1. Overview

In this take-home exercise, we will explore and reveal the demographics of Ohio in USA by creating data visualizations with ggplot2 in R. The data is provided and can be downloaded from VAST Challenge 2022. The data visualizations included in this exercise are:

A population proportion of kids and adults.
Numbers of education levels in 4 categories: Low, High School or College, Bachelors and Graduate.
Numbers of education levels on different age.
A medium of wage on education levels.
A distribution of wage on age by education levels.

2. Data Preparation

2.1 Challenges Faced

The raw data only reveals a boolean value that whether the surveyed volunteers have kids or not without further detailed information such as their kids’ age for us to identify the population composition.
The data of participants’ income contains different timestamp record and is also inconsistent between each participants.
The default visualization of size order created by ggplot2 is based on the alphabetical order of categories in the column.

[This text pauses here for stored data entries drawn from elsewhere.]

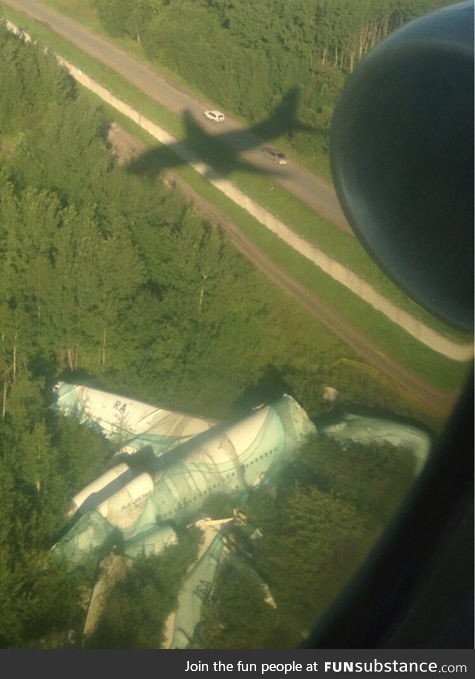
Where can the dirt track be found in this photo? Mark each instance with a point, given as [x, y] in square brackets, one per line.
[127, 146]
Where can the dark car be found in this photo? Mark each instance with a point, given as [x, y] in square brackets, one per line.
[276, 155]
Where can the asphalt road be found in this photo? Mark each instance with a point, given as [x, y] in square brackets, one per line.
[415, 389]
[316, 192]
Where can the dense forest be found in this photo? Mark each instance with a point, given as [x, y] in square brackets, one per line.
[114, 280]
[247, 55]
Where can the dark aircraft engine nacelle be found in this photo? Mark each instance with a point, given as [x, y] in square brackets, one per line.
[402, 159]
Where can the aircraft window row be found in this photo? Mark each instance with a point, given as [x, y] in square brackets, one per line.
[259, 457]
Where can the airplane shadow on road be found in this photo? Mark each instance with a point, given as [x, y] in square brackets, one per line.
[221, 151]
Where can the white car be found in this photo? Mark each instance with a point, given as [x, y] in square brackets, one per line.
[215, 116]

2.2 Ways to Overcome Challenges

The legal age of an adult is 18 years old generally in US; therefore, the definition of a kid is a person who is under 18. According to Forbes study, the average of first-time mother in USA is from 21 to 26, while for fathers, it is from 27 to 31. Given this, we can defer that their kids are already an adult for those participants aged over 50.
The function of summarize() in dplyr package can help us summarize each group to fewer rows. Thus, we can derive the average income of each participants from different timestamp.
The relevel() function in R can help us to resort the levels of a factor by sepcifying our expected order on the grouping variables.

3. Sketch

4. Step-by-step Description

4.1 Installing Packages

A list of packages, namely tidyverse, plotly, readxl, knitr, dplyr, ggplot2, grid would be used in this exercise. This code chunk installs the required packages and loads them into RStudio environment.

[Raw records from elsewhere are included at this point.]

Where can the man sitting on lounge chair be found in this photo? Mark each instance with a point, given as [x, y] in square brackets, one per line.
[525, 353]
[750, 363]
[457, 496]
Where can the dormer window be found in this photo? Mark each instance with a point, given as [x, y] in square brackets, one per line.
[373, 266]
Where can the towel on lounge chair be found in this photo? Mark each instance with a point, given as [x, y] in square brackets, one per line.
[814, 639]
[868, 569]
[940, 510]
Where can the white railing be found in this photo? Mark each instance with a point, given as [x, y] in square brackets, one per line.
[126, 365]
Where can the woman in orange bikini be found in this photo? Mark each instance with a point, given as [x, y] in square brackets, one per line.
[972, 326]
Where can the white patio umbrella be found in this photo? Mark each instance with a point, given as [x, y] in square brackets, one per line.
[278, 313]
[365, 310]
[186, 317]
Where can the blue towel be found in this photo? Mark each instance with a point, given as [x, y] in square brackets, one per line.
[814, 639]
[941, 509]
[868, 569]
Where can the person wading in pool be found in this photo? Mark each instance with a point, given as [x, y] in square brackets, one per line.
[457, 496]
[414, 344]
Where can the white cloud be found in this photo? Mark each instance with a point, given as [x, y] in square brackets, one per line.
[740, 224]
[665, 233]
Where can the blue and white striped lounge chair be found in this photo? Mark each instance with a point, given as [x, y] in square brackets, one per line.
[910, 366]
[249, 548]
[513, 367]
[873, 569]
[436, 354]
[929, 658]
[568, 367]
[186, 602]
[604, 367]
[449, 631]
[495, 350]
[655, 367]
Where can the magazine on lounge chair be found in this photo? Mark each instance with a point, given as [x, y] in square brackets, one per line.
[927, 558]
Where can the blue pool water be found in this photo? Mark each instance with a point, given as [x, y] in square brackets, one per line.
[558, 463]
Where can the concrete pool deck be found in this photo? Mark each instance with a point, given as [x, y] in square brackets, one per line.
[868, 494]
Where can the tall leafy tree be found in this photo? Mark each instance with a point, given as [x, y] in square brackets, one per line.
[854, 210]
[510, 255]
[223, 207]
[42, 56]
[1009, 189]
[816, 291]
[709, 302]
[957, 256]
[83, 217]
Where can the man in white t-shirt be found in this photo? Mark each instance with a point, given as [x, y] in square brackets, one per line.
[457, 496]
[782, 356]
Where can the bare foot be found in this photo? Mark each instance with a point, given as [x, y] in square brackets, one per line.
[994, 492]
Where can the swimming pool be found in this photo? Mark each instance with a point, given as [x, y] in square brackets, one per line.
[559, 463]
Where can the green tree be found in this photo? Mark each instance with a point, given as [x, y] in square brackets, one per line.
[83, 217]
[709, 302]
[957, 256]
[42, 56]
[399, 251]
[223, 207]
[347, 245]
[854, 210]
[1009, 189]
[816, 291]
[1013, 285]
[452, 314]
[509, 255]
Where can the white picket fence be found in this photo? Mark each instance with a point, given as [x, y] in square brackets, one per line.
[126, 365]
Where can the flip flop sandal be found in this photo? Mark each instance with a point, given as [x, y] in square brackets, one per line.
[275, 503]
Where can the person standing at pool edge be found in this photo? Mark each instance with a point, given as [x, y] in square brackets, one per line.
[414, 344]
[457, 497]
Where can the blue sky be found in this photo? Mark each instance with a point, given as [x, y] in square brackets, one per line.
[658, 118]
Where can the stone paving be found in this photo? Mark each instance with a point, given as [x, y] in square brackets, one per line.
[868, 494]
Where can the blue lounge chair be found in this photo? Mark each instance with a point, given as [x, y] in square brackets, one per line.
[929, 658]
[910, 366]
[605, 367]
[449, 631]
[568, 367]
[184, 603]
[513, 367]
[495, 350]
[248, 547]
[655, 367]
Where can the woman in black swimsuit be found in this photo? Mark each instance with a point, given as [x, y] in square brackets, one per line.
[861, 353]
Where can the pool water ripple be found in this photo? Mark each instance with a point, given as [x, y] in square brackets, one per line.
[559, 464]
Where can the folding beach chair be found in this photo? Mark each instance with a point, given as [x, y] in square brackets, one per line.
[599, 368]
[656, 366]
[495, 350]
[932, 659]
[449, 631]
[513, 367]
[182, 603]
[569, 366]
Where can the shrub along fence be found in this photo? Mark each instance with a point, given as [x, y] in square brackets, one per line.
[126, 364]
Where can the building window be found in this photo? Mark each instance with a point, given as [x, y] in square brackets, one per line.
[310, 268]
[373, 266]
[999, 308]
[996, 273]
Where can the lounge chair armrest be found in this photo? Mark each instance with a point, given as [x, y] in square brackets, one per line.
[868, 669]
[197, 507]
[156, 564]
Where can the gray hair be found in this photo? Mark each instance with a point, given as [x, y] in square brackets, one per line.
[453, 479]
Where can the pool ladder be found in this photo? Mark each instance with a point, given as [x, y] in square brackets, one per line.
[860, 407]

packages = c('tidyverse', 'plotly', 'readxl', 'knitr', 'dplyr', 'ggplot2', 
             'grid')

for(p in packages){
  if(!require(p, character.only = T)){
    install.packages(p)
  }
  library(p, character.only = T)
}

4.2 Importing the Dataset

Data import was accomplished using read_csv() of readxl package, which is useful for reading csv files into a tibble.

participants <- read_csv("Datasets/Attributes/Participants.csv")
FinancialJournal <- read_csv("Datasets/Journals/FinancialJournal.csv")

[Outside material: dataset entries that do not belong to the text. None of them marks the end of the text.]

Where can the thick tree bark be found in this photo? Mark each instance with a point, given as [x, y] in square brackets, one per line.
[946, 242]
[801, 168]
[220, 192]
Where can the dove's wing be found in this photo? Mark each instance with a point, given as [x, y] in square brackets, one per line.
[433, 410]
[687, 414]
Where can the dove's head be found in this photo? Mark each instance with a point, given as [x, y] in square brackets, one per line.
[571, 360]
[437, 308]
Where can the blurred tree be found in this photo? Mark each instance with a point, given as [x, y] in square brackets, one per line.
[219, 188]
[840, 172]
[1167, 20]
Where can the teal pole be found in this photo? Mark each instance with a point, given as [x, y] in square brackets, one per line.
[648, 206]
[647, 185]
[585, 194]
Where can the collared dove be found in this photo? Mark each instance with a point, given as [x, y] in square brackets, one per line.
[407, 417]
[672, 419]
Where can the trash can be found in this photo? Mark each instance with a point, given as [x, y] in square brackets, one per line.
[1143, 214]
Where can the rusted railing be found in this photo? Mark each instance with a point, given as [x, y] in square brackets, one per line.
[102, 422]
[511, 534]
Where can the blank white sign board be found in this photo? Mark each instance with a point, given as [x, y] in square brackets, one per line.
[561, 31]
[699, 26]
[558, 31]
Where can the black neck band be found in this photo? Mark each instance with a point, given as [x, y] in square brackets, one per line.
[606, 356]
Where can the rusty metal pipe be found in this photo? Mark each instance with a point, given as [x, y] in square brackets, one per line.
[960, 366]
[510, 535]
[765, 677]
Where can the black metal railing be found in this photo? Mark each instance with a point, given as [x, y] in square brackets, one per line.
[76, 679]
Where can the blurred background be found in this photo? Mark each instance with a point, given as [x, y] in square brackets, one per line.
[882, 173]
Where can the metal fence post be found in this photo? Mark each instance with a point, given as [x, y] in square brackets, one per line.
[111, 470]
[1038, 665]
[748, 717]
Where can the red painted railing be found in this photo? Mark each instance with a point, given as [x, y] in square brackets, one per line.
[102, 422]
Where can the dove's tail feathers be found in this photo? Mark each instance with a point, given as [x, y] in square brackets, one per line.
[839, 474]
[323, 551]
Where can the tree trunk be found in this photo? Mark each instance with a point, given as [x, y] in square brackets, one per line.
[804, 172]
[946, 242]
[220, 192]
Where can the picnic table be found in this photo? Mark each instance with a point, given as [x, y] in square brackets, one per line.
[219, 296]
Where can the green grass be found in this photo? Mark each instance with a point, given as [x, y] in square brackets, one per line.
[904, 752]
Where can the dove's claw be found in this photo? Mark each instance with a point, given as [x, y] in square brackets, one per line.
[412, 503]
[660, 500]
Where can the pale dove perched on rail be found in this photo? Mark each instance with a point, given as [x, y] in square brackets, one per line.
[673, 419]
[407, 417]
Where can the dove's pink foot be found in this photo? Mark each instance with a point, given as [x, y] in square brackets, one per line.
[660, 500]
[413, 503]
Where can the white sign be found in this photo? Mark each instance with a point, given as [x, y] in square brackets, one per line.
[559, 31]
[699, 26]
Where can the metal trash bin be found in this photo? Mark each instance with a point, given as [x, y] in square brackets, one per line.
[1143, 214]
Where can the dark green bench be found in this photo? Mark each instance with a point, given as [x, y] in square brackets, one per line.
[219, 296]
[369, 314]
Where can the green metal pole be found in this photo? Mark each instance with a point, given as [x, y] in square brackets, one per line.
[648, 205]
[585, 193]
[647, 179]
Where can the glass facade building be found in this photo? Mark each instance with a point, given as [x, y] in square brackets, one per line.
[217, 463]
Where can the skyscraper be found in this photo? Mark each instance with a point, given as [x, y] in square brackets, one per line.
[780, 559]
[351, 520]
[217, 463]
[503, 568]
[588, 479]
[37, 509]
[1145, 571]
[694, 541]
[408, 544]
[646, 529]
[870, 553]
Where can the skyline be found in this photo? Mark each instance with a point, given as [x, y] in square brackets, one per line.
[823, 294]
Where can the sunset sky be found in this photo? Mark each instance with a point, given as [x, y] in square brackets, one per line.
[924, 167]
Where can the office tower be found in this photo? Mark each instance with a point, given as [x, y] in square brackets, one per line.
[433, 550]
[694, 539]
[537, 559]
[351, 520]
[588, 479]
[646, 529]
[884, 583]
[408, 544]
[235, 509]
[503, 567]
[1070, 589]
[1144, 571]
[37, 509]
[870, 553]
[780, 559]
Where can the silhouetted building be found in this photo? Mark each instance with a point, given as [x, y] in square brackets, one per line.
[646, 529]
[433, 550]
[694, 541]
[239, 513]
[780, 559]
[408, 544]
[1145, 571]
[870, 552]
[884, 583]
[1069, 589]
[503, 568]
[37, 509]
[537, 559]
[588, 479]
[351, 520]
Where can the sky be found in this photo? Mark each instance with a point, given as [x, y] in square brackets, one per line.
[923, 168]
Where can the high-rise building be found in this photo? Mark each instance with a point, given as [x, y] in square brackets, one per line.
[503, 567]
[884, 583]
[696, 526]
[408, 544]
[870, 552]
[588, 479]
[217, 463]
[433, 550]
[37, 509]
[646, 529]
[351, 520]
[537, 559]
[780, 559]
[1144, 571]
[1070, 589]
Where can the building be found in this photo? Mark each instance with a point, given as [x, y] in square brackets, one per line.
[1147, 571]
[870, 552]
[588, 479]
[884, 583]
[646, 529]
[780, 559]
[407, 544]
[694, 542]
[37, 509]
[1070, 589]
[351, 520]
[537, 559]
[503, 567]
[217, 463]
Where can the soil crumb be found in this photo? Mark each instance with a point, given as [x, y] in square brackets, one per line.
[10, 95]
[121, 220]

# Inspecting the structure of every columns in the dataframe
glimpse(participants)
glimpse(FinancialJournal)

4.3 Data Wrangling

DERIVING NUMBERS OF KIDS AND ADULTS

To derive new columns from the existing columns, the mutate() of dplyr is used to generate the data with condition function, if_els().

participants_mutated <- participants %>%
  mutate(kids = if_else(haveKids == TRUE & age < 50, householdSize - 2, 0)) %>%
  mutate(adults = if_else(haveKids == TRUE & age < 50, 0, householdSize))

MERGING THE TWO DATA FRAMES

Before combining the separate data frames, the join table is created first and has calculated the average wage of each participants by participant ID. The merge() of dplyr is used to add a new column, wage, on the original data frame.

Wage <- FinancialJournal %>%
  filter(category == "Wage") %>%
  group_by(participantId) %>%
  select(participantId, amount) %>%
  summarise(wage = mean(amount))

participants_mutated <- merge(x = participants_mutated, 
                              y = Wage[ , c("participantId", "wage")], 
                              by = "participantId", all.x = TRUE)

4.4 Plot Population Proportion

PIVOTTING DATA

The column of kids and adults in original data frame are two separate columns and shows the value of each. This is not a good data structure for ggplot2 to produce the graph, so we use gather() function to pivot them into a better structure.

Population <- participants_mutated %>%
  select(kids, adults) %>%
  summarise(kids = sum(kids), adults = sum(adults)) 

Population <- gather(Population, kids, adults, key = group, value = value)

PLOTTING THE GRAPH

To look at the demographics of a city, the population composition is the first thing that we would like to know and the pie chart is the suitable one to plot, which is mainly used for displaying the proportion in a variable.